The ACA requires that insurers cover people with pre-existing conditions. It looks increasingly clear, however, that the Trump administration will dismantle the ACA. Which sets up a back-to-the-future scenario in which high-risk programs could very likely make a comeback, reports the New York Times.
High-risk programs separate people with pre-existing conditions or who are very ill—whose medical costs are likely to be off-the-charts, in other words—from those who are relatively healthy. “Insurers could charge higher prices to those with existing medical conditions, but they would also rely on other sources of funding, including from the government, to cover their costs,” the Times reports. Before the ACA, 35 states had such programs in place.
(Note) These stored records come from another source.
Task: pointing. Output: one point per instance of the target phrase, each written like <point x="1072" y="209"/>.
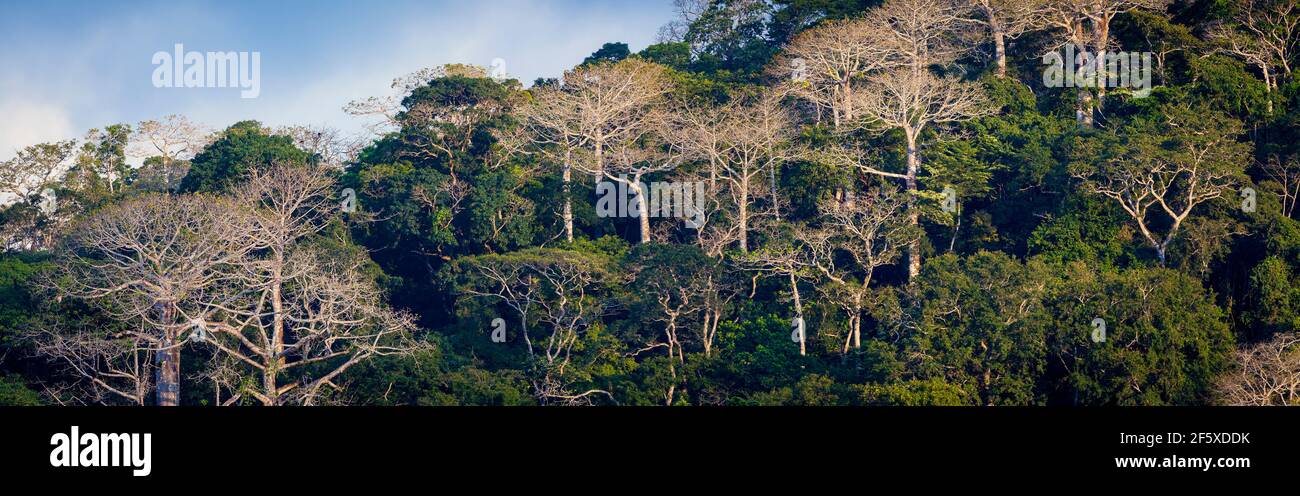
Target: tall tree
<point x="914" y="103"/>
<point x="174" y="139"/>
<point x="154" y="264"/>
<point x="1164" y="165"/>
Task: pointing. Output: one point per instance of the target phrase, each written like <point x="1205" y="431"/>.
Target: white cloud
<point x="29" y="122"/>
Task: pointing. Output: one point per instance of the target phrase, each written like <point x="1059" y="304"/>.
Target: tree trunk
<point x="277" y="334"/>
<point x="568" y="199"/>
<point x="642" y="208"/>
<point x="744" y="216"/>
<point x="913" y="214"/>
<point x="1000" y="52"/>
<point x="169" y="370"/>
<point x="798" y="313"/>
<point x="1083" y="108"/>
<point x="168" y="374"/>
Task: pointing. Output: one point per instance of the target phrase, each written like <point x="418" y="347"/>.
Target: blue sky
<point x="73" y="65"/>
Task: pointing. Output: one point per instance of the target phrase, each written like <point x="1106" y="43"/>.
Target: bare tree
<point x="1086" y="24"/>
<point x="384" y="111"/>
<point x="789" y="261"/>
<point x="857" y="238"/>
<point x="155" y="261"/>
<point x="1006" y="20"/>
<point x="921" y="33"/>
<point x="824" y="62"/>
<point x="295" y="317"/>
<point x="687" y="11"/>
<point x="174" y="139"/>
<point x="557" y="292"/>
<point x="1196" y="161"/>
<point x="332" y="148"/>
<point x="627" y="164"/>
<point x="596" y="107"/>
<point x="913" y="103"/>
<point x="753" y="135"/>
<point x="105" y="366"/>
<point x="1265" y="34"/>
<point x="1266" y="374"/>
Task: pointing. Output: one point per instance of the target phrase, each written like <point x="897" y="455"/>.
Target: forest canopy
<point x="779" y="203"/>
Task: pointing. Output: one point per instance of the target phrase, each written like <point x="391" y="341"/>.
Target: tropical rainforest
<point x="779" y="203"/>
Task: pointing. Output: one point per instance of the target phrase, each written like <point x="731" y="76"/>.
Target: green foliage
<point x="242" y="147"/>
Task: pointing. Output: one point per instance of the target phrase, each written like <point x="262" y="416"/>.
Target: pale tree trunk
<point x="1000" y="52"/>
<point x="744" y="214"/>
<point x="1103" y="39"/>
<point x="168" y="374"/>
<point x="277" y="334"/>
<point x="857" y="318"/>
<point x="848" y="99"/>
<point x="798" y="313"/>
<point x="1083" y="108"/>
<point x="642" y="208"/>
<point x="568" y="199"/>
<point x="913" y="214"/>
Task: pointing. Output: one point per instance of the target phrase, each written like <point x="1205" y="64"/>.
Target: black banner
<point x="506" y="446"/>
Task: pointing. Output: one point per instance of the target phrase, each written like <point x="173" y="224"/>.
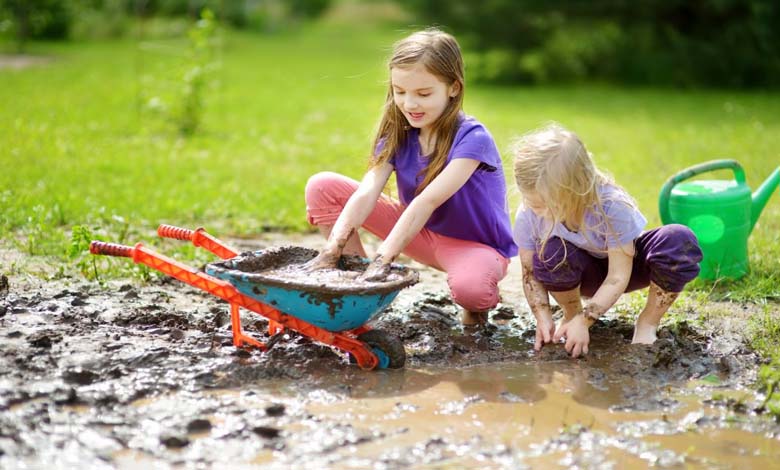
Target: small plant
<point x="80" y="238"/>
<point x="195" y="77"/>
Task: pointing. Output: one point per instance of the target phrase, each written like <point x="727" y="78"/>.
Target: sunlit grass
<point x="79" y="149"/>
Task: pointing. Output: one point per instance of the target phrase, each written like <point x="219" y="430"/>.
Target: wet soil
<point x="133" y="376"/>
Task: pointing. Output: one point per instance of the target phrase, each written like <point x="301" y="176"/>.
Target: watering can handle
<point x="666" y="190"/>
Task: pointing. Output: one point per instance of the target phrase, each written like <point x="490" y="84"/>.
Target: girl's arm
<point x="452" y="178"/>
<point x="621" y="261"/>
<point x="538" y="300"/>
<point x="355" y="212"/>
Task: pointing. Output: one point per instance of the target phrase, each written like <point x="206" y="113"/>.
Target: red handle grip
<point x="170" y="231"/>
<point x="110" y="249"/>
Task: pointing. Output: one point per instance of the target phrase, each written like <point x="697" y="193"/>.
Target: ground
<point x="123" y="375"/>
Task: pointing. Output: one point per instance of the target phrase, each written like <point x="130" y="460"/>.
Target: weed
<point x="81" y="237"/>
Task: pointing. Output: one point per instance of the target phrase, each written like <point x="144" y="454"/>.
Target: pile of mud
<point x="78" y="359"/>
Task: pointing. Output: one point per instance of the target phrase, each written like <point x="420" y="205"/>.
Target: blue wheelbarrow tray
<point x="333" y="306"/>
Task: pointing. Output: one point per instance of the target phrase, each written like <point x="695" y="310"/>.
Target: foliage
<point x="202" y="43"/>
<point x="61" y="19"/>
<point x="730" y="43"/>
<point x="77" y="145"/>
<point x="178" y="90"/>
<point x="30" y="19"/>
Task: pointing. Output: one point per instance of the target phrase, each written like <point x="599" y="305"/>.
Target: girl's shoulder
<point x="472" y="129"/>
<point x="611" y="194"/>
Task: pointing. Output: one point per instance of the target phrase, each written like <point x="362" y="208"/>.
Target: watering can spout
<point x="762" y="195"/>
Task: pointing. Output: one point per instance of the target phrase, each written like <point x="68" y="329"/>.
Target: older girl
<point x="452" y="214"/>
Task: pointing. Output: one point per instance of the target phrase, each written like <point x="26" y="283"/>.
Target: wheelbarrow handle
<point x="198" y="237"/>
<point x="178" y="233"/>
<point x="110" y="249"/>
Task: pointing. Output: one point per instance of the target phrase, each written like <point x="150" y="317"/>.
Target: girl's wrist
<point x="589" y="315"/>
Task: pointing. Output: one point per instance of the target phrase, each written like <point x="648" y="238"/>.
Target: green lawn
<point x="77" y="149"/>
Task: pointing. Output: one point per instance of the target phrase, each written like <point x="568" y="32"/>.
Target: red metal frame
<point x="278" y="320"/>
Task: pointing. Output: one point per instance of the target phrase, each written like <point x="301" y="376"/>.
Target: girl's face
<point x="535" y="202"/>
<point x="421" y="96"/>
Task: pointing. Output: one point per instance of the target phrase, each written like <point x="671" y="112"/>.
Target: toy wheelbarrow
<point x="335" y="315"/>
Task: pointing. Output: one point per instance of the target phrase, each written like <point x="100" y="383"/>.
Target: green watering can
<point x="721" y="213"/>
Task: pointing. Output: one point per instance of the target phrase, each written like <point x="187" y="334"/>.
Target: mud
<point x="283" y="267"/>
<point x="140" y="376"/>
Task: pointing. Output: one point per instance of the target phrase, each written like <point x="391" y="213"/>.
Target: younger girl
<point x="452" y="214"/>
<point x="581" y="234"/>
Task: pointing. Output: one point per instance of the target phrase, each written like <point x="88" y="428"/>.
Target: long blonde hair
<point x="440" y="54"/>
<point x="554" y="163"/>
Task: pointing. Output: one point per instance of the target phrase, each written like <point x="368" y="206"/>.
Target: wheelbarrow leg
<point x="239" y="338"/>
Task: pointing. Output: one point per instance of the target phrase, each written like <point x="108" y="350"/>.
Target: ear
<point x="455" y="89"/>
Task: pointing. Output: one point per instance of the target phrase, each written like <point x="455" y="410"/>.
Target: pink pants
<point x="473" y="269"/>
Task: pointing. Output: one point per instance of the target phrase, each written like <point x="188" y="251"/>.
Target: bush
<point x="731" y="43"/>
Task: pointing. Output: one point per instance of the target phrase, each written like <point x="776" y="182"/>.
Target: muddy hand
<point x="377" y="271"/>
<point x="545" y="329"/>
<point x="324" y="260"/>
<point x="577" y="336"/>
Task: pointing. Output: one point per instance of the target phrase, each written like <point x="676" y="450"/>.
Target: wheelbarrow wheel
<point x="387" y="344"/>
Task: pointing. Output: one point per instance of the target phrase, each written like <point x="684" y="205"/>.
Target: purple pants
<point x="668" y="255"/>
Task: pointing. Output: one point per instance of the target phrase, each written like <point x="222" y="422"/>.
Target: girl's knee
<point x="474" y="293"/>
<point x="326" y="195"/>
<point x="674" y="259"/>
<point x="318" y="185"/>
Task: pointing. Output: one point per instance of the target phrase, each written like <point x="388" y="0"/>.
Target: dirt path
<point x="129" y="376"/>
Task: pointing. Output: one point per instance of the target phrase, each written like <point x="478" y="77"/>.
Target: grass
<point x="79" y="149"/>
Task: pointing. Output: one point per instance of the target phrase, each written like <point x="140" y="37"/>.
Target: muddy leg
<point x="570" y="302"/>
<point x="353" y="245"/>
<point x="658" y="302"/>
<point x="468" y="318"/>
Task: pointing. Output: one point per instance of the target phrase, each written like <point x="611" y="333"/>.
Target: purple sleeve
<point x="626" y="223"/>
<point x="477" y="144"/>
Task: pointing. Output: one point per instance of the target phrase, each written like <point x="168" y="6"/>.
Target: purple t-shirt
<point x="478" y="211"/>
<point x="625" y="223"/>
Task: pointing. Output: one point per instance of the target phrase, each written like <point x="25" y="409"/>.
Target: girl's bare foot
<point x="473" y="318"/>
<point x="644" y="334"/>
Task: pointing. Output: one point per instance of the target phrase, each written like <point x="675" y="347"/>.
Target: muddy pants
<point x="669" y="256"/>
<point x="473" y="269"/>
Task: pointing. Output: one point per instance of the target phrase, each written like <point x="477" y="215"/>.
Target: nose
<point x="409" y="102"/>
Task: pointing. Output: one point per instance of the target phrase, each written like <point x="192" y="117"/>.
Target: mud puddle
<point x="131" y="376"/>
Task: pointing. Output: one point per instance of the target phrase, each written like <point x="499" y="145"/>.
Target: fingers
<point x="559" y="333"/>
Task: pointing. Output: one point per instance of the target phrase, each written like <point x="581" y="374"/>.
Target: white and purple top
<point x="479" y="210"/>
<point x="596" y="236"/>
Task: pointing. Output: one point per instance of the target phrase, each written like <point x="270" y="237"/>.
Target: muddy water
<point x="127" y="376"/>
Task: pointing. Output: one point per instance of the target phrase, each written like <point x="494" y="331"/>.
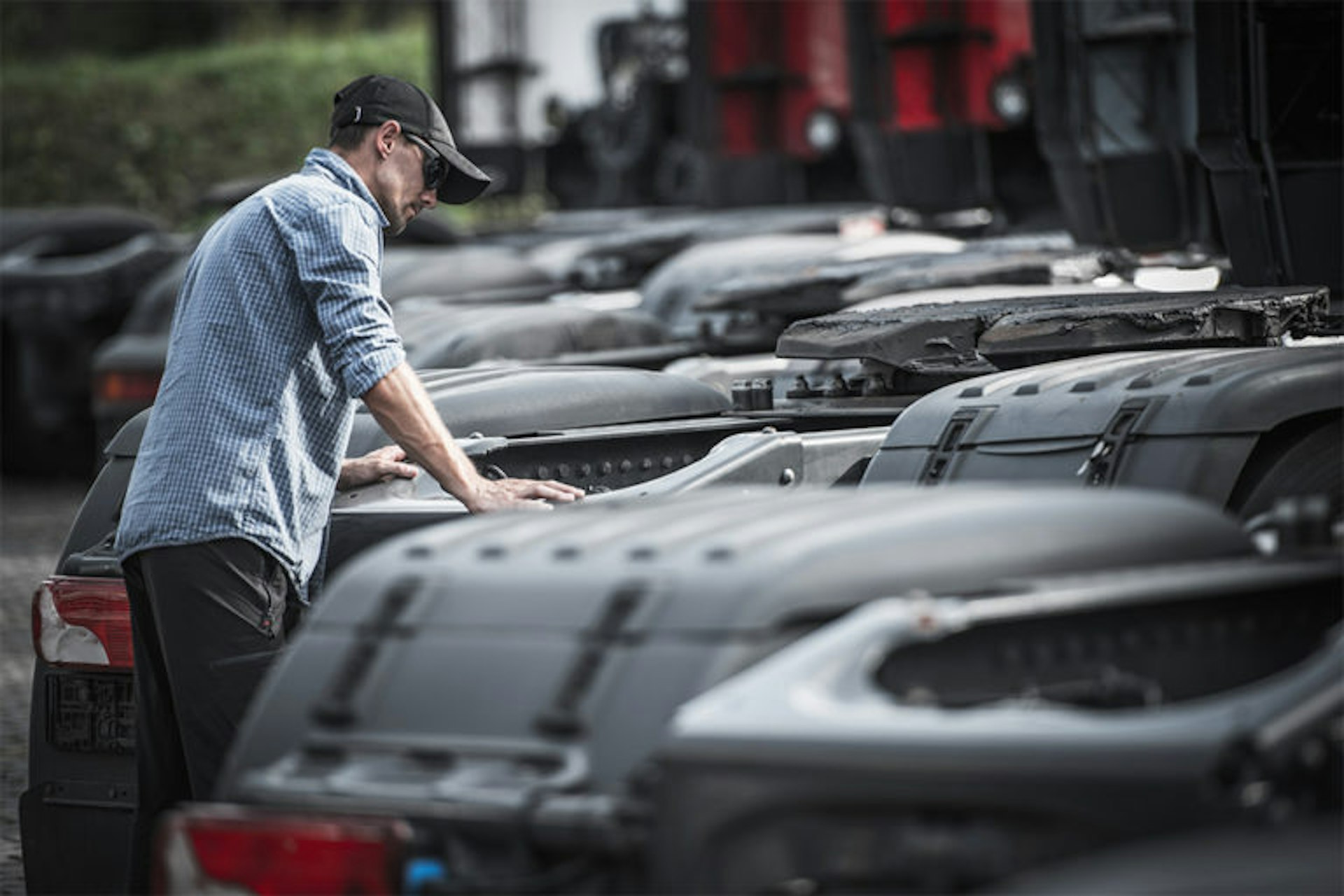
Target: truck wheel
<point x="1300" y="461"/>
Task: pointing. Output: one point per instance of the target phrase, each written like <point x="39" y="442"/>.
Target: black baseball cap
<point x="377" y="99"/>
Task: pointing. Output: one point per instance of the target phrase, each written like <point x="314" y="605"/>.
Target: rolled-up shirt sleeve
<point x="337" y="253"/>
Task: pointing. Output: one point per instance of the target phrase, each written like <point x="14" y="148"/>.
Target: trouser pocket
<point x="249" y="583"/>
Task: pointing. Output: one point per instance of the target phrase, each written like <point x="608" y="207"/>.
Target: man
<point x="280" y="326"/>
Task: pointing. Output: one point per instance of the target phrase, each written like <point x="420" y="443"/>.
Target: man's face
<point x="401" y="190"/>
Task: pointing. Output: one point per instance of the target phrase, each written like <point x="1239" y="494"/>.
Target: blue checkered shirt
<point x="280" y="327"/>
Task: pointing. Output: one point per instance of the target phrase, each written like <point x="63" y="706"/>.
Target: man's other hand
<point x="379" y="465"/>
<point x="528" y="495"/>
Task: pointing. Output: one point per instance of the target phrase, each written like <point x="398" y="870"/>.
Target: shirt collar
<point x="328" y="164"/>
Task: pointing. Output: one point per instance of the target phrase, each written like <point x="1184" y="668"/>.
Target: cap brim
<point x="464" y="182"/>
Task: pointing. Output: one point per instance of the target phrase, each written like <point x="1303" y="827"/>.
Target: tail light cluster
<point x="216" y="848"/>
<point x="125" y="386"/>
<point x="83" y="622"/>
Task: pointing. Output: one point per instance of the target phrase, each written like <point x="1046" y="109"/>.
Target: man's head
<point x="397" y="140"/>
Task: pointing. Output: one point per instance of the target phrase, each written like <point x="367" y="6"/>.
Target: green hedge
<point x="153" y="133"/>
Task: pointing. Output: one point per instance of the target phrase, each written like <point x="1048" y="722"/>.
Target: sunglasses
<point x="436" y="168"/>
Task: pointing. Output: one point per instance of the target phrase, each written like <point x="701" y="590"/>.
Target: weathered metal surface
<point x="1014" y="331"/>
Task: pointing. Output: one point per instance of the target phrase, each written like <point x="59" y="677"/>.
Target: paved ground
<point x="34" y="519"/>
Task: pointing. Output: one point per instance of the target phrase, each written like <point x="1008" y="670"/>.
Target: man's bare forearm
<point x="403" y="409"/>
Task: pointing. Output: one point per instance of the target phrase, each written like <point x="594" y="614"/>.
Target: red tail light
<point x="125" y="386"/>
<point x="83" y="622"/>
<point x="216" y="848"/>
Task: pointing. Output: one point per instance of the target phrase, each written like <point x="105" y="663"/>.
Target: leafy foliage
<point x="155" y="132"/>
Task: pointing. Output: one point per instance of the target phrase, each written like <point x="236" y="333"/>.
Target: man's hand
<point x="531" y="495"/>
<point x="379" y="465"/>
<point x="402" y="407"/>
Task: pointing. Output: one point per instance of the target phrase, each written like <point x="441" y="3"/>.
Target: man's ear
<point x="385" y="139"/>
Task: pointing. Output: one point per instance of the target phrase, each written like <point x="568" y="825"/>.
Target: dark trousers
<point x="207" y="621"/>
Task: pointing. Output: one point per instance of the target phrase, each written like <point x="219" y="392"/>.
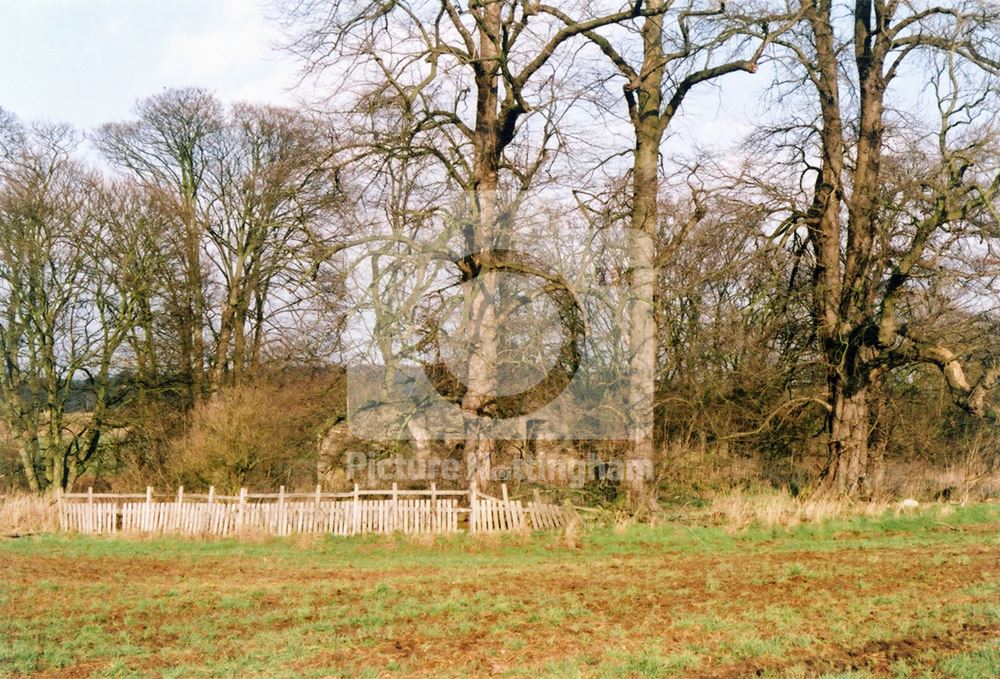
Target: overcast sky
<point x="86" y="61"/>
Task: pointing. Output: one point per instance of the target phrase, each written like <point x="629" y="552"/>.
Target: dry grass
<point x="22" y="514"/>
<point x="739" y="509"/>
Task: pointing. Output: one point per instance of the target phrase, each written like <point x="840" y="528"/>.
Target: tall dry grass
<point x="738" y="508"/>
<point x="23" y="514"/>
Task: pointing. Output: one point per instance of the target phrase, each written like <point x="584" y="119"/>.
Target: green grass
<point x="909" y="596"/>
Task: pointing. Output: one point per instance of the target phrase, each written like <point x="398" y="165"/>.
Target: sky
<point x="86" y="62"/>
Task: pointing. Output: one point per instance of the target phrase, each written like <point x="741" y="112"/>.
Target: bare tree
<point x="165" y="148"/>
<point x="873" y="233"/>
<point x="63" y="321"/>
<point x="273" y="189"/>
<point x="677" y="40"/>
<point x="491" y="54"/>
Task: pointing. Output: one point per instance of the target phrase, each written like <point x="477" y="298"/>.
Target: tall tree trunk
<point x="642" y="254"/>
<point x="849" y="428"/>
<point x="479" y="402"/>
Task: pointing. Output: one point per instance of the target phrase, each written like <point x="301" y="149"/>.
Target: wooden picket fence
<point x="410" y="512"/>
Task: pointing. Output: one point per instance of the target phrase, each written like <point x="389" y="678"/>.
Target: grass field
<point x="896" y="597"/>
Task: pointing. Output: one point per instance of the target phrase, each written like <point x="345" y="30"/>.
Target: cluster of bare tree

The ACA includes the individual mandate (also, apparently, on the chopping block) which, in theory, spreads the risk pool so that there are enough healthy enrollees who could counter the costs of those whose care is more expensive. But, as evidence by the soaring premium increases in some of the ACA exchanges, a lot of the younger, healthier people would rather take the fine than sign up for coverage.
For some people, the high-risk programs worked—at least for a while. The Times relates a story about a couple where the wife fought breast cancer. They had to pay $375 a month for a plan that covered her treatments. That high-risk program closed and the couple had to search for a plan that met the requirements of the ACA.
The couple in the Times story had to settle for a plan that charged a premium of $900 a month with a $12,000 deductible. Because the couple earned too much, they were not eligible for government subsidies that would help 80% of the people in such a situation.